The reaction said it all. Having completed a 4-6, 6-1, 6-4 win over Marcos Baghdatis, Andy Murray yelled to the grass and then the sky, a Nadal-like lawn-mower throttle as he did so, before adopting his now habitual point and gaze to the heavens. The man wants a medal. So much, that he hasn't even held or touched one.
"No, no one's offered me yet," Murray said, when asked, also revealing that he watched Team GB's first two gold medals from the locker room. "But the plan is to try to get one for yourself. Everyone always says, you know, not to hold trophies before you actually win them. I certainly haven't held the Wimbledon one. I haven't held any gold medals either."
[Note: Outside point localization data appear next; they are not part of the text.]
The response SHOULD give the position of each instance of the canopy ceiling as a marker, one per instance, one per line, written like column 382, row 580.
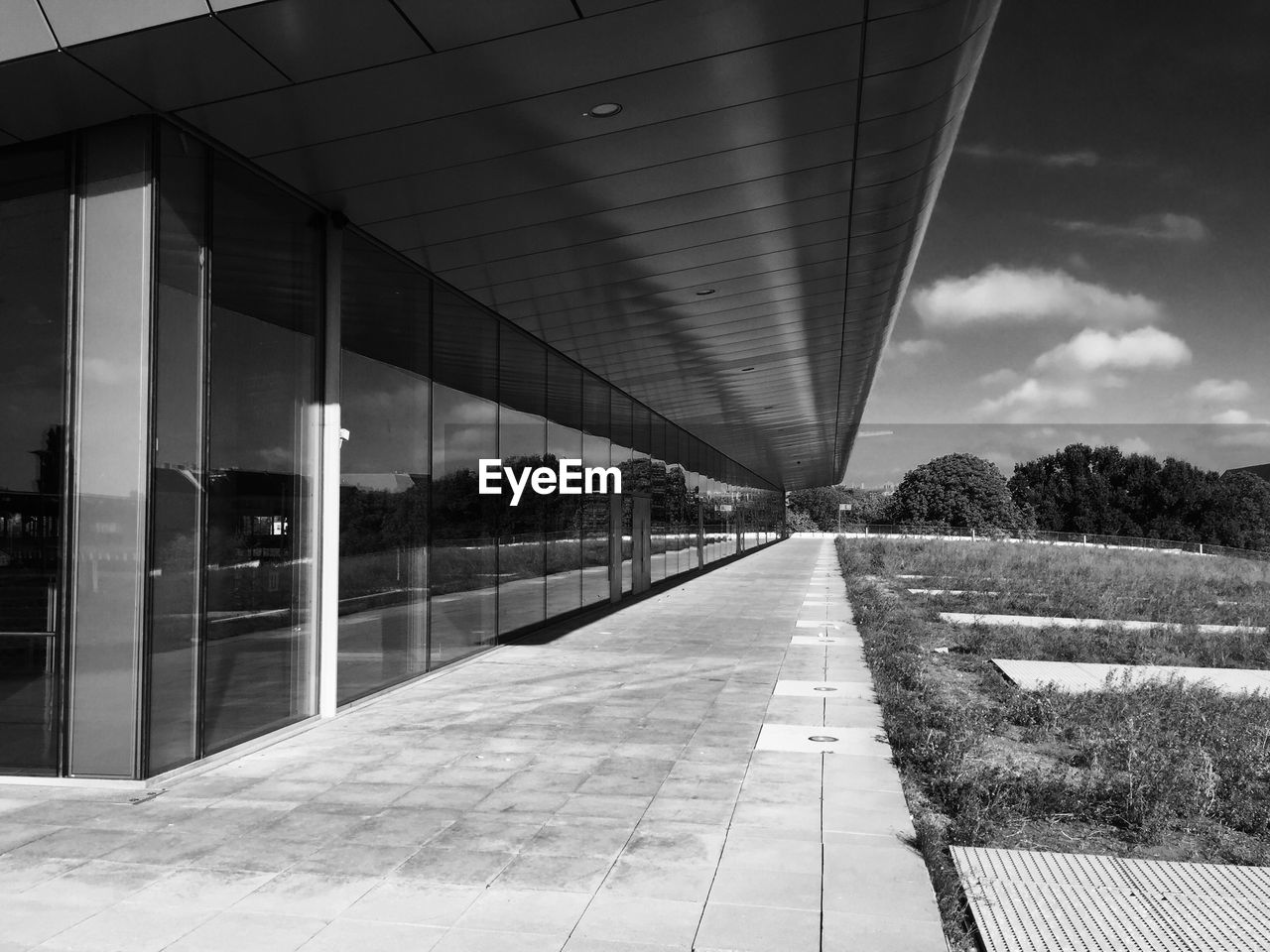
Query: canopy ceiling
column 730, row 248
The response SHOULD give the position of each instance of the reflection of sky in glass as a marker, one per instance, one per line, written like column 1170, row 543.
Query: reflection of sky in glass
column 564, row 443
column 385, row 411
column 465, row 429
column 32, row 316
column 520, row 433
column 264, row 375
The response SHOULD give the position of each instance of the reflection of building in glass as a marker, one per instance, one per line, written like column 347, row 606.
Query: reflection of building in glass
column 239, row 463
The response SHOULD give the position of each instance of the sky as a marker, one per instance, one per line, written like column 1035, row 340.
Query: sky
column 1097, row 264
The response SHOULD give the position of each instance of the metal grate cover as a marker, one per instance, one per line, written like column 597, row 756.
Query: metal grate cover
column 1069, row 675
column 1030, row 901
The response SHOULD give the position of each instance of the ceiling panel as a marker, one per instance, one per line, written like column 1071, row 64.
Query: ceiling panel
column 556, row 119
column 81, row 22
column 313, row 39
column 578, row 55
column 53, row 91
column 197, row 61
column 26, row 32
column 447, row 24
Murray admitted that he was not at his technical best during his conquest of the smiling Cypriot, something he put down to the unfamiliarity of playing with the Centre Court roof open. His first serve meandered around the 65% mark, and he only converted 50% of break points. But, 33 winners and just 15 unforced errors proved more than good enough to Baghdatis's 25 and 21 in those departments.
"At the start of the match it was very windy and it pretty much continued that way. But, you know, after playing two matches indoors, where there's none of that to worry about, it did take me I was pretty unsure of myself at the beginning of the match, didn't feel comfortable on the court," Murray said.
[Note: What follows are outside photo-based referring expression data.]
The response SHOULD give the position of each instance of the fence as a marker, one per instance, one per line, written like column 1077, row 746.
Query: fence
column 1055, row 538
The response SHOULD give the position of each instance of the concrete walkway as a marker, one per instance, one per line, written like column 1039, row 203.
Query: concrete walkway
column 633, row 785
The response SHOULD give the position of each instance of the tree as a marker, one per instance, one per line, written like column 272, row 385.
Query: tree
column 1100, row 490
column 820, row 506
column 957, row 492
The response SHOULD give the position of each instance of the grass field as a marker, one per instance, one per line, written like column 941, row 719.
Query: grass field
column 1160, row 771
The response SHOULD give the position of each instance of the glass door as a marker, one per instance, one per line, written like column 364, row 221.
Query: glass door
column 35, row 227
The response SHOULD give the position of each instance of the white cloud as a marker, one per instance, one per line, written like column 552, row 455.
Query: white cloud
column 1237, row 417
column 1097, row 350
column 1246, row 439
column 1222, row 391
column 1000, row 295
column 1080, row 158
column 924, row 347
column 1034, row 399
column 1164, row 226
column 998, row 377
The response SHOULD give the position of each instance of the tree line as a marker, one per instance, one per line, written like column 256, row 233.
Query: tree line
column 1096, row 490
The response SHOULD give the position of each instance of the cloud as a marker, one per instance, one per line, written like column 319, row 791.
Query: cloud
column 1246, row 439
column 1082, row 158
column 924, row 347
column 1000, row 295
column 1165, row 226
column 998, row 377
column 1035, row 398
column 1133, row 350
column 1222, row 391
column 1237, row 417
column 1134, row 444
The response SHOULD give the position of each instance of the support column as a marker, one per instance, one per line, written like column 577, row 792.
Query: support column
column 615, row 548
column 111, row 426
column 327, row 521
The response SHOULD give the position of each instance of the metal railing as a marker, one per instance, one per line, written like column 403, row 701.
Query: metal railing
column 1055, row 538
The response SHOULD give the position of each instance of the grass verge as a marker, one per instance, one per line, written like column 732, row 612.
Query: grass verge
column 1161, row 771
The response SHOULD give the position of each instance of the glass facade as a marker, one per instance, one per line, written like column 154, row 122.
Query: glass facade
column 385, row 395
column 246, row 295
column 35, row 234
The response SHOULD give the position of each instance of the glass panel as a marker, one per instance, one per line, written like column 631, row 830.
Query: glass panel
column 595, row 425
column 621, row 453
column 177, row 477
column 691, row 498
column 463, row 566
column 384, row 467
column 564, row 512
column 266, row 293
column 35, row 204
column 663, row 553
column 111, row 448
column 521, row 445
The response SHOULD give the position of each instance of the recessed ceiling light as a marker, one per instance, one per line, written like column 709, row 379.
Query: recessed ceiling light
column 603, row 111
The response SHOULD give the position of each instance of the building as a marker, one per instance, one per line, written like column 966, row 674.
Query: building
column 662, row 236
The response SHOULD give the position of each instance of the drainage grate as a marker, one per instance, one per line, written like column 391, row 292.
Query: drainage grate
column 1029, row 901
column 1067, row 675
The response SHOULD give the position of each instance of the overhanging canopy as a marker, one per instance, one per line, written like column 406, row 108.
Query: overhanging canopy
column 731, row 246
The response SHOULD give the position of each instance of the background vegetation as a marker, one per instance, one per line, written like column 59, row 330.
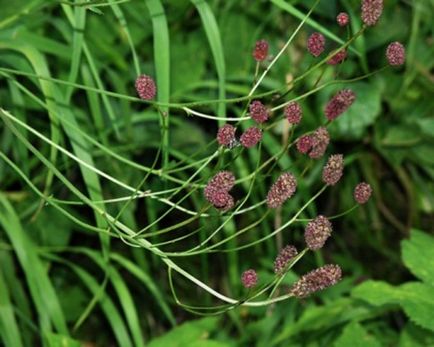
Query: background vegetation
column 65, row 281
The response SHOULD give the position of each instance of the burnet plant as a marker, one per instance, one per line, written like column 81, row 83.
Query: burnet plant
column 260, row 116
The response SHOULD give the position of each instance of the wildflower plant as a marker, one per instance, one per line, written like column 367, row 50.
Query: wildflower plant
column 211, row 189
"Then, yeah, managed to settle myself down and move my feet better to get in better position in the second set. Played some good tennis after that. But it was very, very different conditions to the first two rounds."
The Cypriot took advantage of Murray's slightly slow start out of the blocks to break first, Murray broke back, before Baghdatis broke again to steal the set in 46 minutes. But Murray upped his level and romped through the second, winning 90% of points on his first serve, and making just four unforced errors.
The third was far closer, the Scot breaking early on, and clinging onto it to advance to the quarter-finals, one win from medal contention.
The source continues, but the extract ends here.